Durante a cerimônia, Lula afirmou que o Brasil não precisa ter escolas públicas com gestão cívico-militar. "Vocês conseguiram fazer um Plano Nacional de Educação com 19 objetivos, com oito temáticas, com 73 metas, com 372 estratégias e muitas inovações. Isso aqui é um retrato do que nós conseguimos fazer, não contra, mas para mostrar que o Brasil não precisa, na sua educação pública e gratuita, de uma escola cívico-militar", afirmou o presidente.

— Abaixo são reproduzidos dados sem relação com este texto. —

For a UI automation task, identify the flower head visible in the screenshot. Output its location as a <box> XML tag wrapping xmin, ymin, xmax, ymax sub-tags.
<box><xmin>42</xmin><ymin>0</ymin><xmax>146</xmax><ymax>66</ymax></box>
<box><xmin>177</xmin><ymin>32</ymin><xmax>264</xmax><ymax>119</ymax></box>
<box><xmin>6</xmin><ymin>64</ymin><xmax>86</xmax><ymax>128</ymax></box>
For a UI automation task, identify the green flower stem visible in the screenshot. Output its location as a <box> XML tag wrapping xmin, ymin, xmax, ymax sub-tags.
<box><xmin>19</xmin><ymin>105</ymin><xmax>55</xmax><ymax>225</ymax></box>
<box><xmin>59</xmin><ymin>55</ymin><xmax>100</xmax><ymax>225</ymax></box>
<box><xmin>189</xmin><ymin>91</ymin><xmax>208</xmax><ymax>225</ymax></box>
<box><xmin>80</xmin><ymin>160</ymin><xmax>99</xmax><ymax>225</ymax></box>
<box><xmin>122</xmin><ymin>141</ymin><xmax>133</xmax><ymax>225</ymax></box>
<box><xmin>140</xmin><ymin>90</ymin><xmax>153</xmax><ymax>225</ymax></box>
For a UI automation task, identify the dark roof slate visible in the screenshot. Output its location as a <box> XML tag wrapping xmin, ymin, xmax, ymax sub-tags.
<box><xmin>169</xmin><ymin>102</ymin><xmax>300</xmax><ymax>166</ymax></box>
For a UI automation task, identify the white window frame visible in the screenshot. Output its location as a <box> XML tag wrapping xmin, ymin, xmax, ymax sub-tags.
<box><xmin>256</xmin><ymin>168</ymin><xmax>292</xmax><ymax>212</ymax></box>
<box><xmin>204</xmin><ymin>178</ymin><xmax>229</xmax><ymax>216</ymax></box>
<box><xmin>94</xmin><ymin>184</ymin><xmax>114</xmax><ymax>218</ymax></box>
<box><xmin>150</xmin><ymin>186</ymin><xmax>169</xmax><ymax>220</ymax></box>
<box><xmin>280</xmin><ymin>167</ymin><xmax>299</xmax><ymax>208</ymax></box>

De acordo com o presidente, as escolas com modelo cívico-militar são importantes para jovens que querem seguir a carreira militar, e não devem ser utilizadas para a educação de todos. "A escola cívico-militar é importante quando uma menina ou um menino resolver seguir a sua carreira militar, eles vão se preparar militarmente", disse Lula.
Em 2023, o governo Lula decidiu encerrar o Programa Nacional das Escolas Cívico-Militares, uma das prioridades do Ministério da Educação na gestão do ex-presidente Jair Bolsonaro (PL). A decisão foi tomada em conjunto pelo MEC e pelo Ministério da Defesa.